6 - Le contexte du début du XXe siècle : la religion catholique en Haute-Savoie : un catholicisme social
Au début du XXe siècle, le besoin de s’appuyer sur les fidèles s’impose peu à peu au clergé. L’action catholique se développe avec l’association catholique de la Jeunesse française (ACJF), la ligue des femmes françaises (LFF), des congrès diocésains ou encore différents mouvements d’actions sociales.

En Haute-Savoie, l’ACJF, groupement de piété, d'étude et d’action né en 1886 à l'appel d’Albert de Mun pour servir de cadre à la jeunesse catholique française désireuse de se lancer dans l'action sociale, est notamment incarnée par Paul Tapponnier (président de l’Union départementale de 1907 à 1918 ; député du département de 1919 à 1924).

Le catholicisme se tourne de plus en plus vers l’action sociale. C’est à ce moment qu’éclosent un certain nombre de chorales, fanfares, patronages, sociétés de gymnastique placées sous l’égide du clergé. L’information catholique est plus largement diffusée via la presse et surtout les bulletins paroissiaux.

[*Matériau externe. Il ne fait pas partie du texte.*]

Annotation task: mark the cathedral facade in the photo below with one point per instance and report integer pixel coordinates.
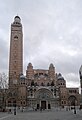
(39, 88)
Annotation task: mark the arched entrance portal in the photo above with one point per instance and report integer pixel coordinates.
(43, 97)
(72, 100)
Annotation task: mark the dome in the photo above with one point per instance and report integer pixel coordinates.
(17, 17)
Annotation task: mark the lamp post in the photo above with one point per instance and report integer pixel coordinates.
(75, 107)
(80, 74)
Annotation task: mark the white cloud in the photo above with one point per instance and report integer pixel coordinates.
(52, 33)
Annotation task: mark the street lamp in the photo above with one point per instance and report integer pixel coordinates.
(75, 107)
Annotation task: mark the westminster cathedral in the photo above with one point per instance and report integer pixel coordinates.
(39, 88)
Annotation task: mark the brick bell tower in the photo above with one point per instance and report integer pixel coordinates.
(16, 51)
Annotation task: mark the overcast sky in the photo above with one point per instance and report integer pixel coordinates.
(52, 33)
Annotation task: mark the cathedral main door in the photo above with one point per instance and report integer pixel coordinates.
(43, 105)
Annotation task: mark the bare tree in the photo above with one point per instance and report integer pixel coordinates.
(3, 81)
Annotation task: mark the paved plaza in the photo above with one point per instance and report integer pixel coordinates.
(44, 115)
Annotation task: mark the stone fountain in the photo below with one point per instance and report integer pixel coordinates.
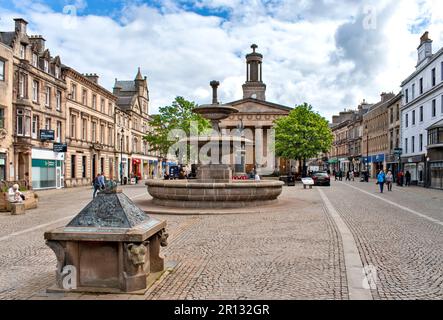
(111, 246)
(214, 187)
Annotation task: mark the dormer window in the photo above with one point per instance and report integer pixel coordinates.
(22, 51)
(35, 60)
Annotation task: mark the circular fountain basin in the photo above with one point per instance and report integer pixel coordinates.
(238, 194)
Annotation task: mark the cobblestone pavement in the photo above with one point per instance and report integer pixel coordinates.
(292, 252)
(405, 249)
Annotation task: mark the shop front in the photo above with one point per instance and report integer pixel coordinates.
(416, 167)
(435, 155)
(344, 164)
(136, 168)
(333, 164)
(3, 162)
(47, 169)
(393, 164)
(153, 169)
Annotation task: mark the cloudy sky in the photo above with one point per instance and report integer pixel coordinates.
(329, 53)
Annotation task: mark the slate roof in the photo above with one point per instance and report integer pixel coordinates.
(125, 85)
(124, 101)
(7, 37)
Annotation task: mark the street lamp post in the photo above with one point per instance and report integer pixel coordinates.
(121, 156)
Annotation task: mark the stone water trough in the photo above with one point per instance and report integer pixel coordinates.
(111, 246)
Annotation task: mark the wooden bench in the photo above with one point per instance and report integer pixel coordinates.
(17, 209)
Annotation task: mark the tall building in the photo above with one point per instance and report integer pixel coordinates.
(375, 134)
(347, 150)
(422, 118)
(6, 112)
(256, 116)
(393, 159)
(90, 129)
(38, 109)
(132, 122)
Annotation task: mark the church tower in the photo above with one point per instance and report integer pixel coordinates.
(254, 86)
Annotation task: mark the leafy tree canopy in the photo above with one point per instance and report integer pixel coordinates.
(170, 119)
(303, 134)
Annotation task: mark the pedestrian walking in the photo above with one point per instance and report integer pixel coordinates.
(389, 180)
(401, 178)
(408, 179)
(381, 179)
(96, 185)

Au début du XXe siècle, si la religion catholique continue d’encadrer la société haut-savoyarde, dès la fin du siècle précédent notamment sous le Second Empire au cours duquel les loges maçonniques et les sociétés de libre-pensée conçoivent des projets de société sécularisée, la pratique religieuse s’affaiblit dans certaines zones et la religiosité recule, phénomènes à relier sans doute avec la progression de l’alphabétisation et l’éloignement des peurs du passé (épidémies, famines…).

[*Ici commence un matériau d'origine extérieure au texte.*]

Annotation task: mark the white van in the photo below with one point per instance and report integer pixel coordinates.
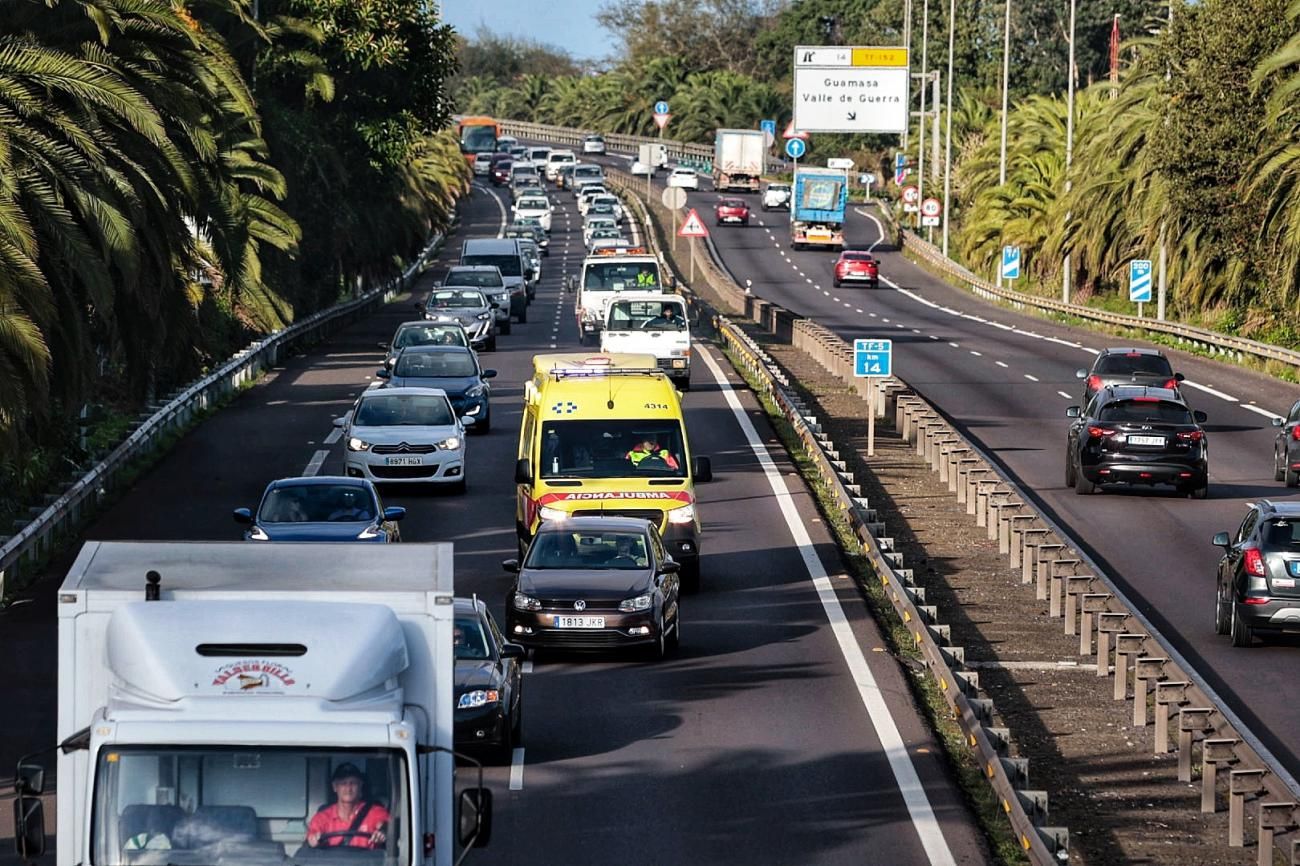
(653, 324)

Une nouvelle Visitation à Annecy
Devant la croissance urbaine, les religieuses de la Visitation quittent leur monastère situé rue Royale dans un quartier très fréquenté, près de la gare d’Annecy. L’église et le couvent laissent la place à deux rues transversales et à un hôtel des postes.

Les religieuses sont autorisées à échanger leur propriété de la rue Royale contre la propriété de la Tour, appartenant alors à la famille Tissot ; le décret est rendu en Conseil d’État et signé par le président de la République le 23 octobre 1908. Le transfert des religieuses se déroule le 2 août 1911 : elles s’installent dans un nouveau monastère sur un des versants du Semnoz, bâti d’après le plan traditionnel dans l’ordre.